For generations, a railroad roundhouse lured locomotives to downtown Jonesboro, and now city officials hope the same building might become a keystone attraction in the area.
City officials are drafting plans to build an interactive museum, similar to the Museum of Discovery in Little Rock, city of Jonesboro Community Development Director Tiffny Calloway told Talk Business & Politics. A rendering of what the building could be turned into is under development, she said.
“It would facilitate greater foot traffic in the downtown area,” she said. “We need a central attraction downtown … all vibrant and successful downtowns have a primary attraction.”
Cost estimates haven’t been developed, but city officials recently visited the interactive museum in Greenville, N.C. It cost about $8 million, Calloway said, adding that any museum in downtown would have to be a public-private partnership.
The first step is to acquire the building. The roundhouse is owned by Union Pacific and there have been negotiations between the city and UP, she said. Calloway is hopeful the company will donate the 23,000-square-foot building, but the city might consider paying for it, she said. No financial terms have been discussed, she added.
Roundhouses were used primarily to maintain steam locomotives, according to American-Rails.com The facilities became obsolete by the 1980s when almost all trains were diesel powered, according to American Rails. Calloway believes the region’s rich railroad and agriculture history could incorporated into the museum.
The traditional museum model wouldn’t attract nearly as many people as an interactive museum, Calloway said. Millennials and younger generations like interactive activities and experiences, she said. It might have a science/technology theme or art or something else depending on the private partner’s desires.

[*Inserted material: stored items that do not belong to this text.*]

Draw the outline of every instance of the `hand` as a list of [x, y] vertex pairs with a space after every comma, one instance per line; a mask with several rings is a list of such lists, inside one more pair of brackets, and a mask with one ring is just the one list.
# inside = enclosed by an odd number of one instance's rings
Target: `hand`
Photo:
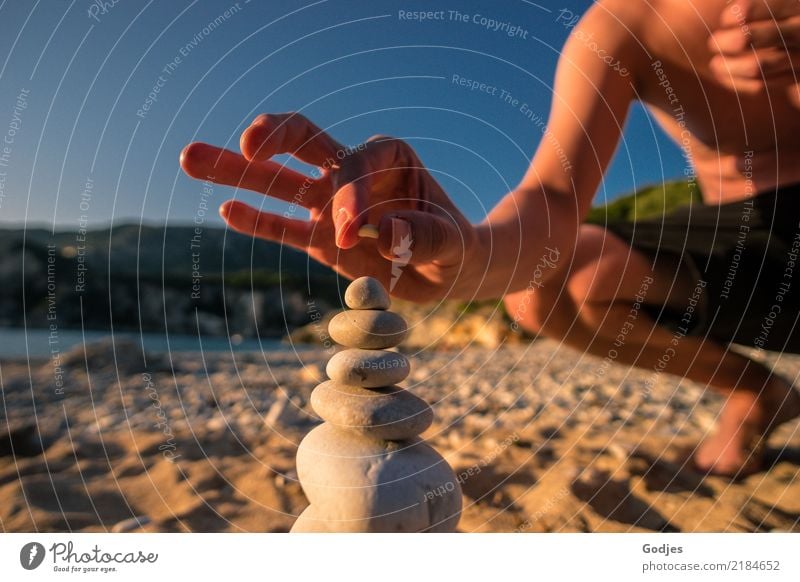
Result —
[[[470, 278], [475, 227], [459, 212], [405, 142], [385, 136], [345, 148], [302, 115], [260, 115], [242, 134], [243, 155], [202, 143], [181, 153], [191, 177], [242, 187], [290, 203], [283, 215], [237, 200], [220, 215], [238, 232], [288, 244], [342, 275], [371, 275], [401, 298], [452, 295]], [[320, 169], [308, 177], [270, 160], [291, 154]], [[310, 220], [293, 218], [297, 206]], [[361, 238], [364, 224], [378, 238]]]
[[737, 90], [755, 92], [797, 83], [800, 65], [800, 2], [735, 0], [709, 38], [712, 71]]

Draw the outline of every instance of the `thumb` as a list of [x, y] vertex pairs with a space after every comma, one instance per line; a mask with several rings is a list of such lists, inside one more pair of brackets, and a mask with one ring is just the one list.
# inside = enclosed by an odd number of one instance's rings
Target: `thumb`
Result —
[[448, 217], [414, 210], [393, 212], [381, 218], [378, 230], [378, 252], [393, 261], [457, 263], [464, 254], [466, 233]]

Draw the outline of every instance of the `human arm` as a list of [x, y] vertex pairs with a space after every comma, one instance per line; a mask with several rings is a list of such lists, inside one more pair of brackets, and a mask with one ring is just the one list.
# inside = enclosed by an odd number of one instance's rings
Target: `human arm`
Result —
[[[626, 24], [630, 9], [624, 0], [613, 3], [618, 10], [609, 4], [595, 5], [571, 35], [530, 168], [479, 225], [464, 218], [405, 142], [378, 136], [344, 148], [298, 114], [259, 116], [242, 135], [242, 154], [191, 144], [181, 165], [192, 177], [307, 208], [307, 221], [238, 200], [220, 213], [236, 231], [301, 249], [348, 277], [375, 276], [398, 297], [469, 300], [523, 289], [548, 248], [569, 256], [635, 94], [639, 50]], [[271, 161], [281, 153], [321, 175]], [[377, 240], [358, 237], [365, 223], [378, 225]]]
[[[496, 241], [484, 290], [489, 295], [525, 289], [534, 276], [541, 284], [568, 267], [636, 97], [635, 84], [647, 69], [637, 37], [641, 13], [633, 13], [641, 8], [635, 4], [596, 4], [565, 44], [549, 121], [532, 163], [478, 228], [480, 238]], [[560, 257], [557, 268], [537, 270], [554, 255]]]

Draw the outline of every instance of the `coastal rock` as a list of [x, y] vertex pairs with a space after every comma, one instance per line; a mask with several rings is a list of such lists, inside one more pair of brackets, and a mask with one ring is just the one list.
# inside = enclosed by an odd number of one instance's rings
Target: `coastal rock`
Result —
[[344, 302], [350, 309], [389, 309], [392, 300], [377, 279], [359, 277], [344, 292]]
[[292, 531], [449, 532], [458, 523], [456, 476], [416, 438], [369, 439], [323, 424], [300, 444], [297, 474], [314, 509]]
[[343, 311], [328, 325], [333, 341], [348, 348], [380, 350], [402, 342], [408, 333], [405, 320], [391, 311]]
[[433, 422], [431, 407], [397, 386], [361, 388], [323, 382], [311, 393], [311, 407], [339, 428], [386, 440], [415, 437]]
[[386, 350], [342, 350], [325, 369], [340, 384], [376, 388], [391, 386], [408, 377], [411, 367], [403, 354]]

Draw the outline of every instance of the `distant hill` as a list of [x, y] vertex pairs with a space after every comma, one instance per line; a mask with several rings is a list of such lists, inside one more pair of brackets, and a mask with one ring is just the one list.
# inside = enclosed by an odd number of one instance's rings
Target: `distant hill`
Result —
[[[338, 304], [337, 275], [223, 228], [0, 229], [0, 325], [283, 335]], [[51, 319], [54, 318], [54, 319]]]
[[[23, 234], [28, 248], [43, 249], [54, 244], [64, 258], [85, 252], [85, 262], [92, 270], [104, 272], [110, 265], [115, 274], [138, 275], [161, 279], [184, 277], [196, 270], [204, 277], [233, 275], [253, 270], [266, 271], [287, 278], [308, 275], [330, 277], [332, 271], [289, 247], [253, 239], [224, 228], [203, 227], [196, 236], [192, 226], [147, 226], [123, 224], [113, 228], [89, 230], [85, 240], [76, 231], [0, 229], [0, 257], [18, 247]], [[83, 247], [83, 248], [81, 248]], [[197, 256], [193, 257], [193, 254]]]
[[690, 202], [702, 202], [700, 189], [696, 185], [691, 186], [686, 180], [665, 182], [641, 188], [604, 206], [595, 206], [586, 222], [602, 225], [618, 220], [653, 218]]
[[[588, 221], [647, 218], [692, 199], [686, 182], [669, 182], [593, 208]], [[341, 305], [344, 286], [305, 253], [223, 228], [199, 238], [191, 226], [0, 229], [0, 326], [281, 336]]]

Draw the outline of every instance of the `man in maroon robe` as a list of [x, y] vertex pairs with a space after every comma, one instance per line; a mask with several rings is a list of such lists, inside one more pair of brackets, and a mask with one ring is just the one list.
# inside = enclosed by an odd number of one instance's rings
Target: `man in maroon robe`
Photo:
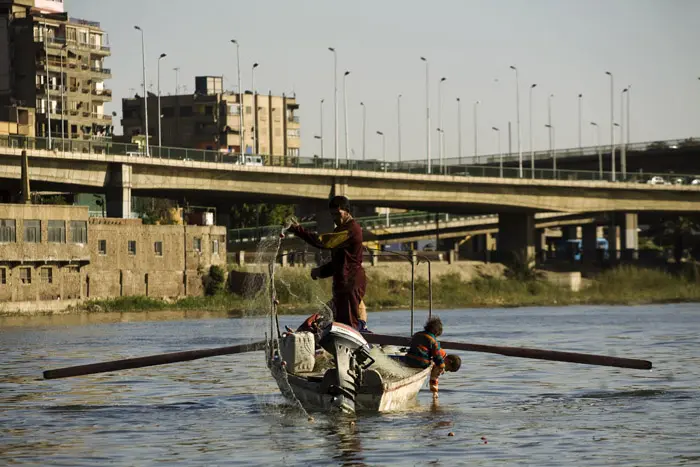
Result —
[[304, 229], [297, 222], [292, 222], [287, 230], [311, 246], [331, 250], [331, 261], [312, 269], [311, 278], [333, 277], [335, 320], [362, 330], [366, 322], [360, 320], [360, 303], [367, 287], [362, 268], [362, 227], [350, 214], [347, 197], [334, 196], [328, 208], [336, 225], [332, 233], [318, 234]]

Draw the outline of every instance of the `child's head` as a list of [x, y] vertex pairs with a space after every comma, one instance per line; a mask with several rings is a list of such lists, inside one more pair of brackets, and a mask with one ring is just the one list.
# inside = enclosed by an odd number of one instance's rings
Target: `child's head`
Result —
[[425, 322], [425, 326], [423, 327], [425, 332], [429, 332], [430, 334], [434, 335], [435, 337], [439, 337], [442, 335], [442, 321], [440, 321], [440, 318], [437, 316], [430, 318], [428, 321]]
[[445, 371], [457, 371], [462, 366], [462, 359], [459, 355], [450, 354], [445, 357]]

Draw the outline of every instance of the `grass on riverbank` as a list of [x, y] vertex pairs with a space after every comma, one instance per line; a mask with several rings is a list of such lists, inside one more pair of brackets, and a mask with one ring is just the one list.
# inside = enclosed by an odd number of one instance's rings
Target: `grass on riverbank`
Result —
[[[276, 279], [282, 313], [316, 312], [331, 297], [330, 281], [311, 281], [308, 271], [304, 269], [281, 270]], [[174, 301], [121, 297], [89, 301], [78, 311], [207, 310], [235, 315], [255, 315], [267, 312], [269, 305], [266, 297], [266, 290], [260, 291], [253, 299], [230, 293], [187, 297]], [[427, 280], [416, 281], [415, 298], [416, 307], [428, 306]], [[593, 277], [589, 285], [580, 292], [572, 292], [545, 280], [482, 277], [465, 282], [456, 273], [444, 274], [433, 280], [435, 308], [636, 305], [694, 301], [700, 301], [700, 281], [697, 280], [697, 274], [679, 275], [633, 266], [604, 271]], [[411, 283], [370, 270], [365, 302], [370, 311], [408, 308], [411, 303]]]

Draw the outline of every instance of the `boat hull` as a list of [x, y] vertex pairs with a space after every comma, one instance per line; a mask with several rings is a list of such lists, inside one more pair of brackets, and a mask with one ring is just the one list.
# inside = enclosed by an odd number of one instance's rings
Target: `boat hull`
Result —
[[[356, 410], [393, 412], [409, 407], [415, 402], [418, 392], [430, 376], [431, 368], [417, 370], [416, 373], [395, 381], [383, 382], [381, 378], [367, 378], [367, 384], [358, 388]], [[333, 396], [326, 391], [327, 385], [322, 376], [288, 373], [276, 363], [273, 363], [270, 369], [280, 391], [287, 399], [299, 401], [307, 410], [337, 409], [333, 404]]]

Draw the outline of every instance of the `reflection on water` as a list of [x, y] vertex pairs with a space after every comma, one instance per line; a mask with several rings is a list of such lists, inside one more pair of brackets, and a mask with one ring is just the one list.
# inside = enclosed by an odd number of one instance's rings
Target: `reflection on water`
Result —
[[[207, 312], [0, 318], [0, 458], [63, 465], [690, 465], [700, 460], [696, 305], [451, 310], [449, 340], [650, 359], [636, 371], [461, 353], [388, 414], [308, 418], [262, 352], [45, 381], [49, 368], [259, 338]], [[419, 318], [420, 321], [421, 318]], [[282, 317], [296, 327], [299, 317]], [[406, 334], [405, 312], [372, 328]], [[452, 434], [452, 436], [450, 436]], [[486, 441], [487, 440], [487, 441]]]

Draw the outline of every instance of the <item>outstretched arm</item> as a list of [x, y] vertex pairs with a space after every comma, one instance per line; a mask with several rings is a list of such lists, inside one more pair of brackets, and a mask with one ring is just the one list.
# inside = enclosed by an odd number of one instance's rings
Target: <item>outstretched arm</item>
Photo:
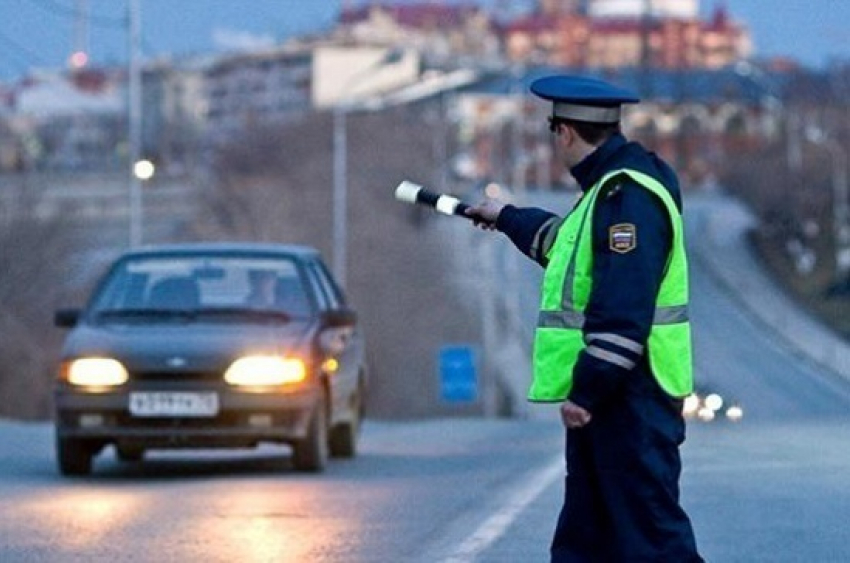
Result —
[[[473, 205], [466, 214], [482, 229], [505, 233], [520, 252], [541, 266], [548, 262], [546, 255], [561, 224], [557, 215], [544, 209], [515, 207], [495, 199]], [[481, 220], [475, 220], [476, 217]]]

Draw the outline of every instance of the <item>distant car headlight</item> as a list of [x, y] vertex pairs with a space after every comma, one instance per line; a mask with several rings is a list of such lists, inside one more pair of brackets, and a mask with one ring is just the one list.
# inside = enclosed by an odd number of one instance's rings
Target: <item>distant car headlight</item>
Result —
[[705, 398], [705, 406], [717, 412], [723, 408], [723, 397], [717, 393], [711, 393]]
[[697, 411], [697, 416], [698, 416], [698, 417], [699, 417], [699, 419], [700, 419], [700, 420], [702, 420], [703, 422], [711, 422], [712, 420], [714, 420], [715, 414], [714, 414], [714, 411], [713, 411], [713, 410], [711, 410], [710, 408], [708, 408], [708, 407], [701, 407], [701, 408]]
[[227, 368], [224, 380], [240, 387], [268, 387], [300, 383], [307, 378], [304, 362], [281, 356], [245, 356]]
[[744, 417], [744, 409], [742, 409], [739, 405], [732, 405], [728, 409], [726, 409], [726, 418], [733, 422], [738, 422]]
[[64, 377], [81, 387], [115, 387], [126, 383], [129, 374], [112, 358], [79, 358], [66, 364]]

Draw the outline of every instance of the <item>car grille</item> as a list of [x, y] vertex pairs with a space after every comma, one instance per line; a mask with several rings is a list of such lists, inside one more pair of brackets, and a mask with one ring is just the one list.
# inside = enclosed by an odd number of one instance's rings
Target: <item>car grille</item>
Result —
[[136, 371], [130, 374], [134, 381], [222, 381], [217, 371]]
[[210, 428], [236, 426], [244, 417], [237, 412], [222, 412], [214, 417], [134, 417], [129, 413], [120, 413], [115, 417], [121, 428]]
[[[248, 424], [250, 413], [239, 411], [224, 411], [212, 417], [136, 417], [126, 411], [105, 414], [107, 427], [118, 428], [162, 428], [163, 430], [191, 428], [235, 428]], [[276, 412], [272, 416], [274, 426], [291, 426], [298, 421], [297, 411]], [[62, 412], [59, 420], [63, 426], [75, 428], [79, 426], [79, 413]]]

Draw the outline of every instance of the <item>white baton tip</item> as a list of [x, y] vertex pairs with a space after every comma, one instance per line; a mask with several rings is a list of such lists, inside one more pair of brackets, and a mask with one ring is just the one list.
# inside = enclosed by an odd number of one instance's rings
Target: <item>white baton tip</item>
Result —
[[441, 195], [437, 199], [437, 211], [446, 215], [454, 215], [458, 205], [460, 205], [460, 200], [450, 195]]
[[395, 189], [395, 198], [406, 203], [416, 203], [416, 194], [421, 189], [422, 186], [405, 180]]

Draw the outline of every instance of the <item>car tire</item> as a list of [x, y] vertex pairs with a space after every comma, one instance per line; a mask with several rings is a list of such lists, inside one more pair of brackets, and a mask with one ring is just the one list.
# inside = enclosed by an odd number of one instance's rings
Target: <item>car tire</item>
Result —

A downtown museum could be a tool in the overall economic development of the city, Calloway said, noting that one of the first stops any company makes when it visits a city is the downtown. Quality of life is one of the key factors in luring higher paying jobs and companies.
Millennials are unique among generations in that many of them chose a place to live and then find a job, Calloway said. To keep and recruit the talent, Jonesboro will need to develop art, culture, science, and other offerings, she added.
The museum will likely take years to complete, she said. City officials are hopeful the building will be secured by the end of the year. If the building can be acquired, the next step will be to find a partner or partners.
Revitalization efforts in the heart of Northeast Arkansas’ hub city have been ongoing for several years, according to the Jonesboro Downtown Association. The downtown core area includes Main, Church and Union streets. About 5,000 vehicles pass through this corridor each day. There are at least 125 businesses, and up to 200 people are employed in the core area.
Several festivals and special events drive pedestrian traffic in the core. About 45,000 people attend art shows, sponsored by The Foundation of Arts, held in the core each year, and the city’s annual barbeque festival can lure up to 20,000 people depending upon the main musical act, according to JDA.
“The heart of a community beats downtown,” Calloway said.